The basic form of the slippery slope argument is that you concede that some policy x (lowercase) is prima facie acceptable, but that it sets a precedent for progressively stronger versions of that policy. Ultimately, the strongest version of the policy, call it X (uppercase), at the extreme, will seem acceptable. But X is clearly not. The reasoning then goes that to stem the tide of precedent to X, we must not take that first step to accept x. For a slippery slope argument to be acceptable, the slope must be genuinely slippery. That is, there must be a relevant relation between x and X (namely, that x is not just a preconditon for X, but that it must make X more acceptable), there must be no places where other considerations prevent the intermediary moves, and so on. In cases where those desiderata fail, the slope isn’t slippery. It’s more a bumpy staircase.
Some slippery slope arguments take the form of sorites (or vagueness) lines of reasoning. And sorite reasoning is good only when there is a restricted range of considerations. When there are other variables, vagueness arguments stink.
Here’s Ron Ross, over at the American Spectator, on President Obama’s recent proposal to raise the minimum wage.
When I taught economics, when possible I liked to use the “Socratic method,” which is essentially teaching by asking questions. The Socratic method helps the student deduce the answer by using what he already knows.
Most people, especially college freshmen and sophomores, feel that minimum wage laws are beneficial. When discussing the topic I would ask, “If a minimum wage of $8 is better than one of $5, why skimp? Why not make the minimum wage $10, or $20, or $30?” Passing minimum wage laws is relatively easy. If eliminating poverty is that easy, why not go all the way? Why be so miserly? It’s not your money you’re spending. Go big or go home!
He takes it that this is a full-on reductio of minimum wage proposals. Ross’s argument is classic sorite version of slippery slope. Here’s how I’d reformulate it:
P1. (Fact of case evaluation): $5 an hour isn’t enough.
P2. (Principle of tolerance): If a wage isn’t enough, then if we add 1 cent an hour to the wage, the new wage still isn’t enough.
Once we accept P2, the pile quickly accumulates. Iterate modus ponens 500 times, 5,000 times on the inputs and products of P1 and P2, and you end up with Ross’s conclusion. (On the assumption that P1 and P2 are true, all those MP iterations will be sound.) Go big or go home.
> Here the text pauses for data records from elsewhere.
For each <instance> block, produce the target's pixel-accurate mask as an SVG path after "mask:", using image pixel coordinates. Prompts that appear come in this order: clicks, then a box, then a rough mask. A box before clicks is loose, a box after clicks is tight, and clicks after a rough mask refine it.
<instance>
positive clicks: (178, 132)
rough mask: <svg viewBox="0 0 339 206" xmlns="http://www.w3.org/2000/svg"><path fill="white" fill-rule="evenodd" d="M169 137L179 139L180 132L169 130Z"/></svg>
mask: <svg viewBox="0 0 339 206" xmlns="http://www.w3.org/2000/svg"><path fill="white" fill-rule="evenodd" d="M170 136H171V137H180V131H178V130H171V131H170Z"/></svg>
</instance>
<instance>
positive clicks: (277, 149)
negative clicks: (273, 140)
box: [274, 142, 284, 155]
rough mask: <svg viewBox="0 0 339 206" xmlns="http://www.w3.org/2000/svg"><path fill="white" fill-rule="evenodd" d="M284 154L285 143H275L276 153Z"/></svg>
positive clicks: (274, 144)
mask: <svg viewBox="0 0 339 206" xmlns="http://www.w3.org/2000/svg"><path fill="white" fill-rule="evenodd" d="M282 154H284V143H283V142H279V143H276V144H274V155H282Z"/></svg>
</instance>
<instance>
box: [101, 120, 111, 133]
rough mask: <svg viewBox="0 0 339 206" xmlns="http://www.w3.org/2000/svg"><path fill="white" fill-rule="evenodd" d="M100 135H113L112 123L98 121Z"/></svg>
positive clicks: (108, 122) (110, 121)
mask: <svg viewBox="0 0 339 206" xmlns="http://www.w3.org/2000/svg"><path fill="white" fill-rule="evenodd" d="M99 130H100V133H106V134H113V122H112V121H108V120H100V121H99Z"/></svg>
As I take it, Ross’s conclusion is that we should, to prevent the pile, reject P1. But I think liberals, to prevent the pile, reject P2. That’s what the concept of living wage is supposed to be — that there is an economically determinable line one passes where the one cent an hour makes a difference between having enough to pay all the bills (and perhaps save a small amount) and not. And that’s why they want to raise the minimum wage. Running a vagueness argument misses the point. Not surprised that Ross ran it on his college undergrads. They must not have taken a good logic class yet.